A specific, well-designed cyber capability can bring value to Golden Dome, or at least to one of its component systems or its network. But a truly well positioned, effective offering will bring cyber capability to the system in a way that contributes cyber domain awareness in the context of Golden Dome’s complexity and full domain awareness. Golden Dome operators need domain awareness of a cyber threat in full, integrated context for it to operate through the inevitable cyber domain threats coming along with other multi-pronged attacks.
Effective Golden Dome Cyber Solutioning and Positioning
Organizations who want to differentiate themselves amongst competitors trying to win on Golden Dome must go beyond just common cyber capability attributes. Detection of threats, countering threats, learning from incidents and how to rapidly deploy at scale are essential. A few key cyber needs for Golden Dome include:
- Full integration and not “bolted on” Cyber cannot be an afterthought. It is a central pillar that will define whether the system works when called upon. Awareness of the cyber domain is integral to Golden Dome.

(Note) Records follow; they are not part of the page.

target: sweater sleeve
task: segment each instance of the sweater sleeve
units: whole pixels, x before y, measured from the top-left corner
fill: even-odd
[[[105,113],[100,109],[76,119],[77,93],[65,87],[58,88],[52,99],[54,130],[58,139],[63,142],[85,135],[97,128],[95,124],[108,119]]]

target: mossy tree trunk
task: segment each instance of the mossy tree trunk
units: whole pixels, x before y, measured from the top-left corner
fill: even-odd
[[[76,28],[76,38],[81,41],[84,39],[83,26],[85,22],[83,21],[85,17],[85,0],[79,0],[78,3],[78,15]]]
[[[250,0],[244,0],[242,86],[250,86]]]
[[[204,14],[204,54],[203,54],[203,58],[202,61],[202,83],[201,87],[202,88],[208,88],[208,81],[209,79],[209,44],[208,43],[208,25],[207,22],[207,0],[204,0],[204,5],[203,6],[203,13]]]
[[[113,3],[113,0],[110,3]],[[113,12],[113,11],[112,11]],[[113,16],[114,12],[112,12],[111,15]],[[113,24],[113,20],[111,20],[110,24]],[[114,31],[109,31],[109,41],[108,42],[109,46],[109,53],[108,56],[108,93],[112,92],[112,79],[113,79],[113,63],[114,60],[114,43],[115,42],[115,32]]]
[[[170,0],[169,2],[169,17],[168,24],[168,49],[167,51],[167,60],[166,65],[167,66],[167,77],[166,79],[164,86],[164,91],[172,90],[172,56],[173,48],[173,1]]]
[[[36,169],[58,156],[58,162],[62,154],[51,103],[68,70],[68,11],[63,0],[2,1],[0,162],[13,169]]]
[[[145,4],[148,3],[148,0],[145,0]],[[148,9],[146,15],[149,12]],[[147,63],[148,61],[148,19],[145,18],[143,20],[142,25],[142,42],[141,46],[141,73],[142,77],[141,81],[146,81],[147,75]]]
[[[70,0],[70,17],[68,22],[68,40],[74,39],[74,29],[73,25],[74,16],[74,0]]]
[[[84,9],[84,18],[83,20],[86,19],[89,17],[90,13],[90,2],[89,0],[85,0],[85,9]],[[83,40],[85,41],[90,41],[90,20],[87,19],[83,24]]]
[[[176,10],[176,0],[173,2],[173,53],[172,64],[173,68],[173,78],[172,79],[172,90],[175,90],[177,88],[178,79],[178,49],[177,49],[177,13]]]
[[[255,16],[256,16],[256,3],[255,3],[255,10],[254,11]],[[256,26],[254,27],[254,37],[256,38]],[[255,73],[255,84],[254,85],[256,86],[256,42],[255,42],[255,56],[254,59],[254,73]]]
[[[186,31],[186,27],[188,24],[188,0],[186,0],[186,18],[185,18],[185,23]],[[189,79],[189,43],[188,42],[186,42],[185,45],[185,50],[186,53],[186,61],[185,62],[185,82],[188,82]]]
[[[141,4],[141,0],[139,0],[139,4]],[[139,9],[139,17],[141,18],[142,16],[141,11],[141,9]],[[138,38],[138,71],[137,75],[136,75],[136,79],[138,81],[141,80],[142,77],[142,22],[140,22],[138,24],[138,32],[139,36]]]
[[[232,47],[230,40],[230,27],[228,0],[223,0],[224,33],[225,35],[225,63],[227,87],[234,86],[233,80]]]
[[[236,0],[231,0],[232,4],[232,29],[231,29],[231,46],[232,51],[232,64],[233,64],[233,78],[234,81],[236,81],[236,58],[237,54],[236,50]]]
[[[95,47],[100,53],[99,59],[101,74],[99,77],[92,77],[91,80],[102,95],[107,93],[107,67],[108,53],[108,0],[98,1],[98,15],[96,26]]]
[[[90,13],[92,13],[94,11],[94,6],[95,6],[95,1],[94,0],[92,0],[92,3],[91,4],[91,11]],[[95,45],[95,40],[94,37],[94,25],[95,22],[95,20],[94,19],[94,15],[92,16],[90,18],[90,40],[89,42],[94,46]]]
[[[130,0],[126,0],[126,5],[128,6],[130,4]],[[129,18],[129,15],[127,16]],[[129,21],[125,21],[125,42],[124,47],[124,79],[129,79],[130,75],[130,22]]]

- High performing detection Cyber detection, awareness, and response tools and capabilities must be readily integrated with overall Golden Dome operations, including domain awareness, system availability/readiness, and response options.

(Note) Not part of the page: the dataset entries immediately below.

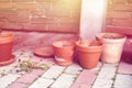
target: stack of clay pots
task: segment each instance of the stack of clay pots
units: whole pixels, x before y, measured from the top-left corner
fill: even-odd
[[[102,63],[119,63],[125,35],[118,33],[99,33],[97,41],[79,40],[77,42],[56,41],[53,43],[55,62],[67,66],[74,62],[75,52],[79,64],[84,68],[95,68],[99,59]]]

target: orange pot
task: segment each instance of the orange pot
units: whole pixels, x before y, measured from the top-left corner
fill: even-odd
[[[70,41],[56,41],[53,43],[55,61],[58,65],[67,66],[74,59],[75,43]]]
[[[14,35],[11,33],[0,33],[0,62],[9,61],[13,45]]]
[[[88,40],[78,41],[76,42],[76,51],[84,68],[95,68],[102,52],[102,43]]]
[[[103,52],[101,61],[105,63],[118,63],[120,62],[125,35],[118,33],[100,33],[96,35],[96,38],[103,43]]]

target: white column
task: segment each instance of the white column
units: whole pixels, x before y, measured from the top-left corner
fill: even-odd
[[[95,38],[102,31],[107,0],[81,0],[80,37]]]

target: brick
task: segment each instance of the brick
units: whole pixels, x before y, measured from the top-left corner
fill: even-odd
[[[67,0],[67,1],[68,1],[69,9],[80,9],[81,0],[76,0],[76,2],[72,0]]]
[[[70,11],[69,10],[48,10],[46,11],[46,16],[54,16],[54,18],[69,18]]]
[[[23,30],[25,31],[47,31],[46,24],[38,24],[38,23],[23,23]]]
[[[57,18],[58,23],[79,23],[79,18]]]
[[[53,79],[38,78],[28,88],[48,88],[53,84]]]
[[[68,7],[66,3],[53,3],[52,4],[52,10],[67,10]]]
[[[51,79],[56,79],[65,69],[65,67],[61,67],[61,66],[53,66],[51,67],[46,73],[44,73],[42,75],[42,77],[44,78],[51,78]],[[53,74],[53,72],[55,72]]]
[[[32,10],[31,15],[32,18],[45,16],[45,11],[44,10]]]
[[[10,2],[1,2],[0,3],[0,9],[12,9],[13,4],[11,4]]]
[[[97,77],[97,72],[84,69],[75,82],[91,85]]]
[[[58,20],[55,18],[33,18],[31,23],[58,23]]]
[[[72,18],[80,18],[80,10],[72,10]]]
[[[117,75],[114,88],[132,88],[132,76],[129,75]]]
[[[2,29],[6,30],[22,30],[23,25],[21,23],[13,23],[13,22],[2,22],[0,23]]]
[[[31,12],[30,10],[16,10],[18,16],[22,18],[30,18]]]
[[[18,14],[18,12],[15,10],[10,10],[10,9],[1,9],[0,10],[0,15],[12,15],[12,14]]]
[[[14,8],[16,9],[38,9],[38,4],[36,3],[19,3],[15,4]]]
[[[4,15],[1,16],[1,22],[19,22],[19,23],[28,23],[29,22],[29,18],[25,16],[18,16],[18,15]]]
[[[113,9],[117,10],[117,11],[132,12],[132,6],[131,4],[116,4]]]
[[[79,30],[79,24],[69,24],[69,23],[63,23],[63,24],[48,24],[50,32],[67,32],[67,33],[76,33]]]
[[[107,19],[106,20],[106,25],[112,25],[112,19]]]
[[[70,88],[75,77],[75,75],[62,74],[51,88]]]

- Do not impede capabilities but work in a symbiotic fashion Cyber capabilities must complement, rather than further complicate. Operators must be able to understand cyber threats and impacts in the context of all that Golden Dome will be facing in a real-time, rapidly evolving scenario.
When a Golden Dome capability or system is under cyber-attack, the tools that detect and respond must enable rapid course of action assessment and decision-making to help continue effective Golden Dome operations. They need to enable operators to realize the attack is happening, to understand the threat level of the attack, and then aid in defeating/containing the threat without having to refer to some isolated cyber operations cell. Any attack can create a window for a threat in the physical world to succeed in the adversary’s purpose. Cyber capabilities must operate within the overall domain awareness and response workflows. They need to integrate with tools that generate course(s) of action associated with operating through that threat and effectively countering whatever Golden Dome is having to defend. Also, they need to be readily integrated within training/simulation tools so that operators can experiment and become confident in using those tools in practice in the event they need to rely on those tools in a real-world scenario.
What can you do next?
Successful capture in Golden Dome is going to require a company’s best efforts. Now is the time to start building and executing your capture strategy. Cybersecurity solutions must emphasize how they contribute to overall Golden Dome resilience vs. any siloed cyber capability. We encourage cyber innovators to avoid thinking narrowly about how your solution can contribute to Golden Dome. Teams need to prepare to communicate with these customers with a holistic understanding of how every piece of Golden Dome contributes within the context of the overall system of systems. This lens of understanding is a key step toward positioning a winning offering that resonates with the Golden Dome decision makers.
Jennifer Namvar is the founder of the Peerless Group, and TIm Cunningham is the founder of Cunningham Strategy.